Unit Three: Professional Communities

[This is more or less a rewritten version of a Unit project posted on Blackboard. However, I may end up doing the Wikipedia project in the end.]

Unit Three: Professional Communities

Feeder 3.1: For this unit, you will investigate the academic discourse of your chosen (or proposed) major. Groups will agree on a shared problem or topic to research from the viewpoint of their individual disciplines. You may wish to broaden your chosen field depending on the topic agreed upon in your group. For example, if your interest is physics or chemistry, broadening your field to include the biological sciences or medicine may be more fruitful if your group chooses to investigate the impact of HIV/AIDS (the group topic could also be broadened to cover “disease,” if desired). Group topics should be chosen after some brief preliminary research: group members should browse journal articles, department websites, etc. to get a sense of what topics have been problematized in their chosen fields and to come to a group consensus. Next, you will each research the topic within your individual fields, compiling an annotated bibliography of 5-6 journal articles. These articles should be published recently (within the last 10 years) in reliable or major journals. Citations should be given in the format used within your discipline (this may not necessarily be MLA style), followed by a one paragraph summary (5-7 sentences) of the article’s main argument. Summaries must be in your own words, from your own reading. Lifting from journal abstracts is not permitted. Avoid direct quotations.

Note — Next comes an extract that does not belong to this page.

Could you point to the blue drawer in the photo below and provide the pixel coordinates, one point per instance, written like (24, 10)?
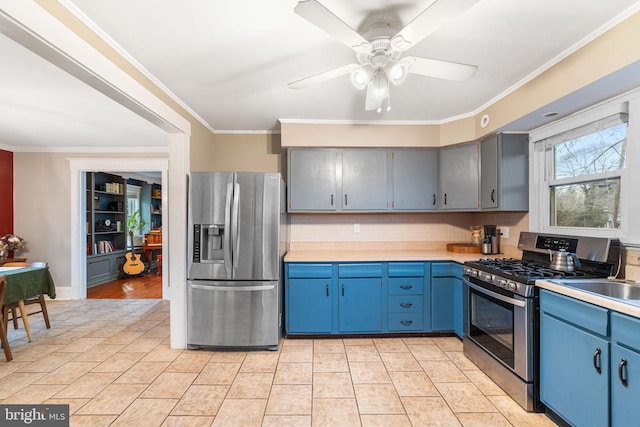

Feeder 3.2: Using one of the articles included in your annotated bibliography, write a 500-word review of the article summarizing its arguments and/or research and evaluating the effectiveness of the author’s claims and reasoning. Your argument stating the effectiveness or weakness of the article must be backed up by evidence within the article. You are not required to go to other sources for this evidence (though annotated bibliographies may come in handy here); in other words, you are not building an argument or counter-argument of your own. Rather, examine the effectiveness of the given evidence (or the absence of needed evidence), the logic and flow of the argument, and the credibility of the conclusions drawn from this evidence.

Unit 3 Project: You and your group members will now compose short journal articles of your own, compiling them into an interdisciplinary journal on your shared topic. Your individual article will be an overview and evaluation of the different approaches to your group’s problem taken by members of your chosen discourse community. These perspectives should be gathered from the articles cited in your annotated bibliography or by additional research. Similarly to the Feeder 2 assignment, you will evaluate the arguments and evidence given in these articles while building your own argument as to which approach is most effective for the topic at hand. Your audience is the scholarly community who reads and contributes to the journals you have researched. 1200-1500 words, double-spaced.